Author: Sankalp Jain
The continuous ingestion pipeline between Snowflake and Azure allows for near-real-time data streaming from Azure to Snowflake. This enables organizations to have up-to-date data for analytics and decision-making. The pipeline uses Azure Event Hubs to ingest the data into Snowflake and can be configured to ingest data from multiple Azure data sources.
Step 1 - We need to login into our Azure account and create a new storage account.
Step 2 - To create a new storage account, we need to take care of certain fields such as:
Unique Storage account name.
Performance according to the requirement of the use case.
Step 3 - Once the storage account is created, then we need to create the containers where we will store the files.
Step 4 - To create a new container, first, we will go to the newly created storage account and then find the container in the navigation area. The name of the container and public access level needs to be entered according to the use case.
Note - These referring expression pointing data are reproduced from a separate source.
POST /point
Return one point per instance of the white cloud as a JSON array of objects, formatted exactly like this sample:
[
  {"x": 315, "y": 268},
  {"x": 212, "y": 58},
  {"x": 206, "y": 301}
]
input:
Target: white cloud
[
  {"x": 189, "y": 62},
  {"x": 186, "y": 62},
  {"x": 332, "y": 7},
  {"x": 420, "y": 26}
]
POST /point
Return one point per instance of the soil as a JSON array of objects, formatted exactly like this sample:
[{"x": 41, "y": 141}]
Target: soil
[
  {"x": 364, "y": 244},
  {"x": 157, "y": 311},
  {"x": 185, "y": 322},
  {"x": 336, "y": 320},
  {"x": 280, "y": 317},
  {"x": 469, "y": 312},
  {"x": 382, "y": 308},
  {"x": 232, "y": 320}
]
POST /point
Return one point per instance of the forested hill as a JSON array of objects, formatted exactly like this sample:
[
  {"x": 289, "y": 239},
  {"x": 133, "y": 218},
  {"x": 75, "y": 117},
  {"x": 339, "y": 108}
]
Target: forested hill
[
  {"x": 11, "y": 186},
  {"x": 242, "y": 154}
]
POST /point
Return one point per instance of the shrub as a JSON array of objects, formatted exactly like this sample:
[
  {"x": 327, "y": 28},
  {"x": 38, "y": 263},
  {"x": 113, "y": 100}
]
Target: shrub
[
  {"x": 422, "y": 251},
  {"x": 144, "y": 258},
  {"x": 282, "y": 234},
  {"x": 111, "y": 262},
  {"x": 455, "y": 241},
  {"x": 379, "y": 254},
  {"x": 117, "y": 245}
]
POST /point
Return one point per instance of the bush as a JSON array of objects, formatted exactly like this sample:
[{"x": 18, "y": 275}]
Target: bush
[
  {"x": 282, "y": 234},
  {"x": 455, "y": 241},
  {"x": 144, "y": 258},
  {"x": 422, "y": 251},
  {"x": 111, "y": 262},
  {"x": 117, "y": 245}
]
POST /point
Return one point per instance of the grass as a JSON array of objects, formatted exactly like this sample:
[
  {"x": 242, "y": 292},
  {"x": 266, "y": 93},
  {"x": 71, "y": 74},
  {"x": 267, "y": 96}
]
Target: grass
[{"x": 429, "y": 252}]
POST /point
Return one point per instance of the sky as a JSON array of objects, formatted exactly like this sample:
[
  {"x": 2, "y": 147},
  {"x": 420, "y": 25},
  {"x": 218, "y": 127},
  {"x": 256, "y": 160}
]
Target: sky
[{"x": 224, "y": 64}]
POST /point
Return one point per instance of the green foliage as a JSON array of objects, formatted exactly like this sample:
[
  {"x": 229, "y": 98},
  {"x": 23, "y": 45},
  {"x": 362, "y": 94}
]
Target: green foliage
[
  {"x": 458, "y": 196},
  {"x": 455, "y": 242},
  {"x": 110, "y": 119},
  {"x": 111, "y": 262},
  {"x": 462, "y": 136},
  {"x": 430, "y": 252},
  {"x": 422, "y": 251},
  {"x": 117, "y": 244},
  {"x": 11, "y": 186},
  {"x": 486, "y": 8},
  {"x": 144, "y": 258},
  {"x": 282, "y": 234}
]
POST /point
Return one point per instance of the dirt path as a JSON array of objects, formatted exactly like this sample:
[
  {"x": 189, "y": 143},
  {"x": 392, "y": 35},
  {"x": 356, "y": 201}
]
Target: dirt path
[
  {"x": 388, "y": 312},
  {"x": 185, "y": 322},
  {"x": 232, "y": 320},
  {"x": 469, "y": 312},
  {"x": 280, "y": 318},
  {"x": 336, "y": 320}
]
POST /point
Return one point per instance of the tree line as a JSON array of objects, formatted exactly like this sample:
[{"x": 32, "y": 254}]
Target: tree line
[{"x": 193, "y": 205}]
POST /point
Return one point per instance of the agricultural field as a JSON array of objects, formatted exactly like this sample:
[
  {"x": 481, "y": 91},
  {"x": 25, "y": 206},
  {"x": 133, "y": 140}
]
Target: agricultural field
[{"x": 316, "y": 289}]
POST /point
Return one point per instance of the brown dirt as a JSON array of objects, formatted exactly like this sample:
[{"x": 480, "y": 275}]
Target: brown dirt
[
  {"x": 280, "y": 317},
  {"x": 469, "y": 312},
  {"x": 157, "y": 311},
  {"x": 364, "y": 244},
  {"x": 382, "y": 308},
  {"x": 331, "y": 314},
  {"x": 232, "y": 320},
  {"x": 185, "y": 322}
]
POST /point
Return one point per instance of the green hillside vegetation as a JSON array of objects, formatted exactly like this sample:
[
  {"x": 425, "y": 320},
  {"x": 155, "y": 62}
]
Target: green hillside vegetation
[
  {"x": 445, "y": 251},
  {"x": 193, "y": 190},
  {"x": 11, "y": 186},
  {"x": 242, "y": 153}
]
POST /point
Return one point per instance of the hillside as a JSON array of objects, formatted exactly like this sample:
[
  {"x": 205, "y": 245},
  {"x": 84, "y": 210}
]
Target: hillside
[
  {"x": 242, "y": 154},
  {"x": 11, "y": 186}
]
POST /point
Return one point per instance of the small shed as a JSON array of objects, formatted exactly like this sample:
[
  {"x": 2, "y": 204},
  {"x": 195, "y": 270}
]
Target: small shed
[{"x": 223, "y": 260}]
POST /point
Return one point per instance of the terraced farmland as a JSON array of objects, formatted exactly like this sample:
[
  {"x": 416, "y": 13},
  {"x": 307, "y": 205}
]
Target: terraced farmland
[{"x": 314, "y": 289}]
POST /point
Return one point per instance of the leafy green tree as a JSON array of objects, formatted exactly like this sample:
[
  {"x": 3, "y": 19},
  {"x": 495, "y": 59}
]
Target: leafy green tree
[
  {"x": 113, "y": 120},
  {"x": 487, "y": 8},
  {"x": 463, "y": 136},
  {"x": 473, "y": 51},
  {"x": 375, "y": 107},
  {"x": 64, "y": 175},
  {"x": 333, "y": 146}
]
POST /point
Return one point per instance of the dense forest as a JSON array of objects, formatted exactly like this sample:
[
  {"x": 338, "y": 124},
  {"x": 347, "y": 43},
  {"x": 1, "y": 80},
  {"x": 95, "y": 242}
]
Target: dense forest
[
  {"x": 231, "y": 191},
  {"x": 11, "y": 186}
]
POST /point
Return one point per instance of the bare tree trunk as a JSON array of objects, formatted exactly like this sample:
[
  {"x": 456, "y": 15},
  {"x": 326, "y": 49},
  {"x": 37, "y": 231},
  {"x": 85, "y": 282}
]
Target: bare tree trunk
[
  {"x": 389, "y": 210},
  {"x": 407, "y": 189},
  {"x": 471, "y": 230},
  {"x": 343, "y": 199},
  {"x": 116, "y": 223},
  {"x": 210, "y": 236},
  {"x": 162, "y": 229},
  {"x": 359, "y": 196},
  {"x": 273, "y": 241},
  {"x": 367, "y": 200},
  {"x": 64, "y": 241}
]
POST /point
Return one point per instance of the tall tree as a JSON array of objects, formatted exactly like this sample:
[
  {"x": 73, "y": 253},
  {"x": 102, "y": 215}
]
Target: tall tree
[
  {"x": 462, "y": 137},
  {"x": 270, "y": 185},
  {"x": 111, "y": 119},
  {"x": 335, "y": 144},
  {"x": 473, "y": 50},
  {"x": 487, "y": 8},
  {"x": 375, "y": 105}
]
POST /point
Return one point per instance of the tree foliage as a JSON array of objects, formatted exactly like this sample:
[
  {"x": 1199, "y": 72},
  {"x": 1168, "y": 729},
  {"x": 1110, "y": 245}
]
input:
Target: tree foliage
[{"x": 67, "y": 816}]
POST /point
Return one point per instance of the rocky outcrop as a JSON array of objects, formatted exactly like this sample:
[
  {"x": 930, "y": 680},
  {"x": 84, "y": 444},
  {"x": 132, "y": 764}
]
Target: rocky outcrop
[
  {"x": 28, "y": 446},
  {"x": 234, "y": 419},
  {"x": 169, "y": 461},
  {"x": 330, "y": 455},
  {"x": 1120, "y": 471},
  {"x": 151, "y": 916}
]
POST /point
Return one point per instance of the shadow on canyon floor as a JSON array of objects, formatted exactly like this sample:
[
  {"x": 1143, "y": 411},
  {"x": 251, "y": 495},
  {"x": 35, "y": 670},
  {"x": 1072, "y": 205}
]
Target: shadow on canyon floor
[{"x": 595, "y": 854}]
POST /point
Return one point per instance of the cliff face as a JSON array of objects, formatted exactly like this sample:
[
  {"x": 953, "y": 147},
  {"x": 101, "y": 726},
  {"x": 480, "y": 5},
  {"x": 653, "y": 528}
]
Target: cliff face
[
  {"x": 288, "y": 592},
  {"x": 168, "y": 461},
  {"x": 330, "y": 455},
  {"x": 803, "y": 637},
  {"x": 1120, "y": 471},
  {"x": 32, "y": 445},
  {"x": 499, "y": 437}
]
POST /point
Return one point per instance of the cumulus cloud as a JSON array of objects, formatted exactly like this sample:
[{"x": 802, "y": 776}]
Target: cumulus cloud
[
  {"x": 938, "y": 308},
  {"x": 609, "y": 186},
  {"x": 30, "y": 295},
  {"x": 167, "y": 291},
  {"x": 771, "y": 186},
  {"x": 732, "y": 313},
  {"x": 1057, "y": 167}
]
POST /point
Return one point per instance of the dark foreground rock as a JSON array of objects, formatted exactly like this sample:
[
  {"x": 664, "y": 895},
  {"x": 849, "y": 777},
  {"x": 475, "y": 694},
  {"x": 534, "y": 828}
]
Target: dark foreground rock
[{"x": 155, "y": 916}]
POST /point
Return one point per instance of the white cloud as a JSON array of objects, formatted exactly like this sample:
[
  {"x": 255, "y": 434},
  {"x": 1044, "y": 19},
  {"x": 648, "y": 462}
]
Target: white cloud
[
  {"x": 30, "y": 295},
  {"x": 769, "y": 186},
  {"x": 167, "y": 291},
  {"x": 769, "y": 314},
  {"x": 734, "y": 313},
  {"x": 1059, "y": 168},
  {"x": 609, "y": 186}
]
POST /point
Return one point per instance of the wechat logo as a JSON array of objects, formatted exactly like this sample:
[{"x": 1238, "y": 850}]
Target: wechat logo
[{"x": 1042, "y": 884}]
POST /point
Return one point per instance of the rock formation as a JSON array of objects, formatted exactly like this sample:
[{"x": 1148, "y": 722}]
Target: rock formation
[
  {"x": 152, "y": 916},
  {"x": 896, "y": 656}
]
Step 5 - A new Queue needs to be created for the storage account. You can find the queue below the Container tab in the Navigation area.
Step 6 - Now look for the Access Control (IAM) tab in the navigation area of the storage account. Here we will have to Grant access to the storage account for Snowflake Integration.
Step 7 - Head back to the Snowflake environment. In the new worksheet, we will be creating the Storage Integration & the Notification Integration. You can find the Sql statement for the same below the screenshot.
To create Storage Integration, you need an Azure Tenant ID which you can find in Azure Active Directory, and the URL of the container in container properties.
--Creating Storage Integration for Azure
create or replace storage integration azure_int
TYPE = EXTERNAL_STAGE
STORAGE_PROVIDER = Azure
ENABLED = TRUE
AZURE_TENANT_ID = '6d668ab6-df66-4d4e-9b32-05f76e7cbbee'
STORAGE_ALLOWED_LOCATIONS = ('azure://cyborgsa.blob.core.windows.net/continuousdata/');
--Checking storage integration properties to fetch external_id
desc storage integration azure_int;
Similarly, to create Notification Integration, we need the Azure Tenant ID and URL of the Queue present in the storage account.
--Creating Notification Integration for Azure
CREATE OR REPLACE NOTIFICATION INTEGRATION azure_data_event
ENABLED = TRUE
TYPE = QUEUE
NOTIFICATION_PROVIDER = AZURE_STORAGE_QUEUE
AZURE_STORAGE_QUEUE_PRIMARY_URI = 'https://cyborgsa.queue.core.windows.net/continuousdataqueue'
AZURE_TENANT_ID = '6d668ab6-df66-4d4e-9b32-05f76e7cbbee';
--Checking notification integration properties to fetch external_id
desc integration azure_data_event;
Step 8 - Once you run the describe Integration SQL command for Storage Integration as well as Notification Integration, look for AZURE_CONSENT_URL output in the result pane. Click on the link present in it and authorize your access to the Azure account.
Step 9 - Head back to step 6 and Add role assignment as Storage Blob Data Contributor & Storage Queue Data Contributor.
Step 10 - To assign the members, we will have to search for the Snowflake keyword.
Step 11 - We will also have to create an Event Notification in the storage account. Look for Events in the navigation pane of the storage account.
Step 12 - To create a new event subscription, you need to take care of the following fields such as :
System Topic Name
Filter to Event type
Step 13 - Click on create to create the event.
Finally, your Azure account has been configured for Continuous Ingestion Pipeline. In your snowflake account, you need to create a database, schema, tables, and file format for those tables. A staging area needs to be created to stage the file present in the Azure Blob storage. Snowpipe connected with steam and task helps in loading the data to the actual table.